What terrifies the agents of power is the awakening of people — of public consciousness.
This is already happening in countries in Latin America, where ordinary people have discovered a confidence in themselves they did not know existed. We should join them before our own freedom of speech is quietly withdrawn and real dissent is outlawed as the powers of the police are expanded.
"The struggle of people against power", wrote Milan Kundera, "is the struggle of memory against forgetting."
In Australia, we have much to be proud of — if only we knew about it and celebrated it.
Since Francis McCarty and Mary Palmer landed here, we've progressed only because people have spoken out, only because the suffragettes stood up, only because the miners of Broken Hill won the world's first 35-hour week, only because pensions and a basic wage and child endowment were pioneered in New South Wales.
In my lifetime, we have become one of the most culturally diverse places on Earth, and it has happened peacefully, by and large.
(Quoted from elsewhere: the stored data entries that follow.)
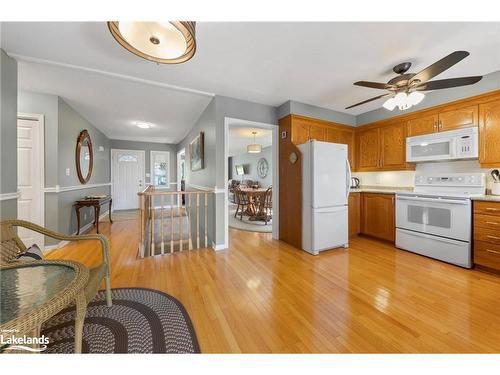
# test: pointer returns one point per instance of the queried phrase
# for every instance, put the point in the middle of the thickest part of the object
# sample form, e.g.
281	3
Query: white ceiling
314	63
240	136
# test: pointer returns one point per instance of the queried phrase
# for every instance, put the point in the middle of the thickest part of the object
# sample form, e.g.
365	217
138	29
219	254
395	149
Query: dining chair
241	201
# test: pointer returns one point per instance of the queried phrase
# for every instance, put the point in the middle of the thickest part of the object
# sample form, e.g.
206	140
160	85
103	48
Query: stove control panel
450	179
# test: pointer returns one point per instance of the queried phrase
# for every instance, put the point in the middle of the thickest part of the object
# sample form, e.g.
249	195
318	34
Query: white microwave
449	145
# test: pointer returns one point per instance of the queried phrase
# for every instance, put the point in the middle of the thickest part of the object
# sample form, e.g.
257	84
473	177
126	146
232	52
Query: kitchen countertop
487	197
380	189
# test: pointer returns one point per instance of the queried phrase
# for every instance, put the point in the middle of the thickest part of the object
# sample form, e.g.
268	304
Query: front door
30	178
128	178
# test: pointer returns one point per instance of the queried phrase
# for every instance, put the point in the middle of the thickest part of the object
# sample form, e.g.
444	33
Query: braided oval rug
140	321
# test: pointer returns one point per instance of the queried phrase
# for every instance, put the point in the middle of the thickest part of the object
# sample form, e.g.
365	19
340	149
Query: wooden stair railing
167	225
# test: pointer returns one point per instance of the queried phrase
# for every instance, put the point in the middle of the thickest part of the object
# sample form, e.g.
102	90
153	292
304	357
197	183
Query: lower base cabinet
378	215
354	204
487	235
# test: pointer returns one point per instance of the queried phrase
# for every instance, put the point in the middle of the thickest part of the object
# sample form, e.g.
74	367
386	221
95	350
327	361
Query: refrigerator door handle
348	182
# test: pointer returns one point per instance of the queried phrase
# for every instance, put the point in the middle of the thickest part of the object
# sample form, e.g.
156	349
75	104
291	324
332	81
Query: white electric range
435	219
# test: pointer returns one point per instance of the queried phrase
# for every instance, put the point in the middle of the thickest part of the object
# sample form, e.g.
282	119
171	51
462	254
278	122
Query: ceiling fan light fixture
390	104
254	148
416	97
161	42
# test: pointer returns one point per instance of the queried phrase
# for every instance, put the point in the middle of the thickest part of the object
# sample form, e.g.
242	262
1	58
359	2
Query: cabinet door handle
493	251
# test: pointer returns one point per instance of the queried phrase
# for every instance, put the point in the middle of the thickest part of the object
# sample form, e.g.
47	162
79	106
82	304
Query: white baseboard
219	247
83	230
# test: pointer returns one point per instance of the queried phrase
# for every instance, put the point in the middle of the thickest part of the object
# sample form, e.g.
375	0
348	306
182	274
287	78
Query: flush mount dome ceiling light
254	148
161	42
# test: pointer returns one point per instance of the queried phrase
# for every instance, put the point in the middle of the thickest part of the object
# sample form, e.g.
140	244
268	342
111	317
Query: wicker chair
11	247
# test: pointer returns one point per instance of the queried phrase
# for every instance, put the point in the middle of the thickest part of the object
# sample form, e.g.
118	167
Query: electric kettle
354	183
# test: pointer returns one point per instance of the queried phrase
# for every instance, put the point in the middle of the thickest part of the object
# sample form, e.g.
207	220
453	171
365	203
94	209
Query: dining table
253	196
33	292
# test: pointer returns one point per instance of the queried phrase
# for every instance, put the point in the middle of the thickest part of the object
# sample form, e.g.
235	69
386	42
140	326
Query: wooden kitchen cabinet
423	125
300	132
487	235
368	150
461	117
354	205
489	134
378	216
393	146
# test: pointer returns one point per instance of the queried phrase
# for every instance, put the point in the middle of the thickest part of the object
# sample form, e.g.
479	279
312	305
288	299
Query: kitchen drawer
488	208
487	235
487	255
487	221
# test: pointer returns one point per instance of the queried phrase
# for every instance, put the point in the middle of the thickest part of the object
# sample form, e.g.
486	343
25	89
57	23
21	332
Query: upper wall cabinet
393	146
368	147
383	148
489	134
453	118
423	125
458	118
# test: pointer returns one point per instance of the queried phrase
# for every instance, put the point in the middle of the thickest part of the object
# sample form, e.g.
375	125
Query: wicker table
32	292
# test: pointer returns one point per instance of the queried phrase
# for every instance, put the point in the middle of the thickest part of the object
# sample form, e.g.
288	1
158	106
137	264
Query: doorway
256	169
30	176
127	171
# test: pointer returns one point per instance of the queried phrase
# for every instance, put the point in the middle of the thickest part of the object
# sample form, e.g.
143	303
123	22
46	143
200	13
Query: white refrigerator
326	177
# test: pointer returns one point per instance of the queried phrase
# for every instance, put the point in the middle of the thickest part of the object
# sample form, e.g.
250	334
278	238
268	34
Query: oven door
450	218
430	149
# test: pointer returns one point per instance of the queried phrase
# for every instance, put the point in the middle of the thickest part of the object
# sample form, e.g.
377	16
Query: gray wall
8	134
206	123
62	127
249	161
148	147
297	108
490	82
70	126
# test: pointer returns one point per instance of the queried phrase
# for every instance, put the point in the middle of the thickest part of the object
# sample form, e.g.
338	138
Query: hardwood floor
264	296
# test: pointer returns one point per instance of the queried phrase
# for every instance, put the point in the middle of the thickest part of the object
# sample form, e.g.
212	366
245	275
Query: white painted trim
59	189
40	118
83	229
151	169
114	150
275	181
10	196
110	74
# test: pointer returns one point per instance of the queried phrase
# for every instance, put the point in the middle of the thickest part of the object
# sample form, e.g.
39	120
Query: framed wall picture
196	152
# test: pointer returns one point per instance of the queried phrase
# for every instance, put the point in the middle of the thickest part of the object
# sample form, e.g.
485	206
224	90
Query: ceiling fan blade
374	85
440	66
448	83
369	100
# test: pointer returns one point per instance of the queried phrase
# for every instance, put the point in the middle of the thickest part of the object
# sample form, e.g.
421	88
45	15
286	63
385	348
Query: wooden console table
96	203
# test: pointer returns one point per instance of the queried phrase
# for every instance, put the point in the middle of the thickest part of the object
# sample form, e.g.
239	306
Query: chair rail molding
9	196
62	189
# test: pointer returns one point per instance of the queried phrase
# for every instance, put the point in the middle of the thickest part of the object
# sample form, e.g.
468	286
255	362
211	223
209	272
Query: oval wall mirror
84	157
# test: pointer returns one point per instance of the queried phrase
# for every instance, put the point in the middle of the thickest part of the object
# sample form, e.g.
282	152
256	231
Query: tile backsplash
406	178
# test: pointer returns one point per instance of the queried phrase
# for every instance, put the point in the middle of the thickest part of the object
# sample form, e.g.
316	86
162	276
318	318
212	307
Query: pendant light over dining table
161	42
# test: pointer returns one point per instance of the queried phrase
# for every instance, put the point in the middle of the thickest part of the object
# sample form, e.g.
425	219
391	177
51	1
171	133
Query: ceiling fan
405	90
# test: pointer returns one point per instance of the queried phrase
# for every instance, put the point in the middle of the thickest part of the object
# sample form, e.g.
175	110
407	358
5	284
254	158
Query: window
160	165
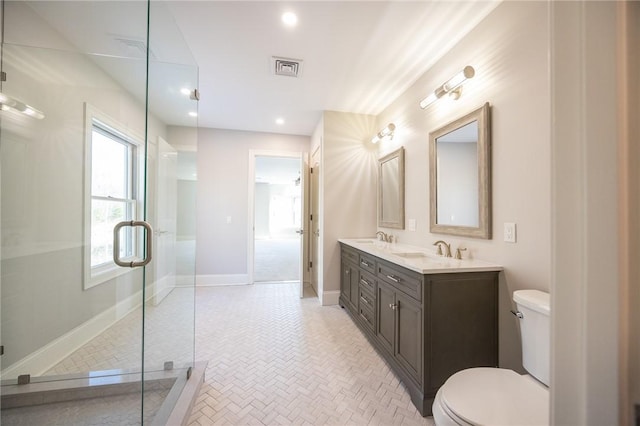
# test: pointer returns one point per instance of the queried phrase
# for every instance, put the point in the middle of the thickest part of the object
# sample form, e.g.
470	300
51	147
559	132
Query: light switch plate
510	232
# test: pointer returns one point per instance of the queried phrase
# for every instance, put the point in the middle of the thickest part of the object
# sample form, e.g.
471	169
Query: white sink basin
409	254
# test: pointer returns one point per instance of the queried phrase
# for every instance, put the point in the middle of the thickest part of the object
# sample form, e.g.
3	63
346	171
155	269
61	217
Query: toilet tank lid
533	299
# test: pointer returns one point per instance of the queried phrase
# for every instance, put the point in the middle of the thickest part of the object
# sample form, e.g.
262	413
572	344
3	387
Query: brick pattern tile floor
277	359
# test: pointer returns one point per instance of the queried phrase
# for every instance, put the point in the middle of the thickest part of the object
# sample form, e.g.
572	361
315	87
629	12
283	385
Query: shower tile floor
273	359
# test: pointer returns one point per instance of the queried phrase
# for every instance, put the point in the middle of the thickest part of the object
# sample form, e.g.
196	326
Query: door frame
304	170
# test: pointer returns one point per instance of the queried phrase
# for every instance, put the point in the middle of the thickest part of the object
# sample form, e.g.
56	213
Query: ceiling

That is a remarkable achievement — until we look for those whose Australian civilisation has seldom been acknowledged, whose genius for survival and generosity and forgiving have rarely been a source of pride.
And yet, they remain, as Henry Reynolds wrote, the whispering in our hearts. For they are what is unique about us.
I believe the key to our self-respect — and our legacy to the next generation — is the inclusion and reparation of the First Australians. In other words, justice.
There's no mystery about what has to be done. The first step is a treaty that guarantees universal land rights and a proper share of the resources of this country.
Only then can we solve, together, issues of health, poverty, housing, education, employment. Only then can we feel a pride that comes not from flags and war. Only then can we become a truly independent nation able to speak out for sanity and justice in the world, and be heard.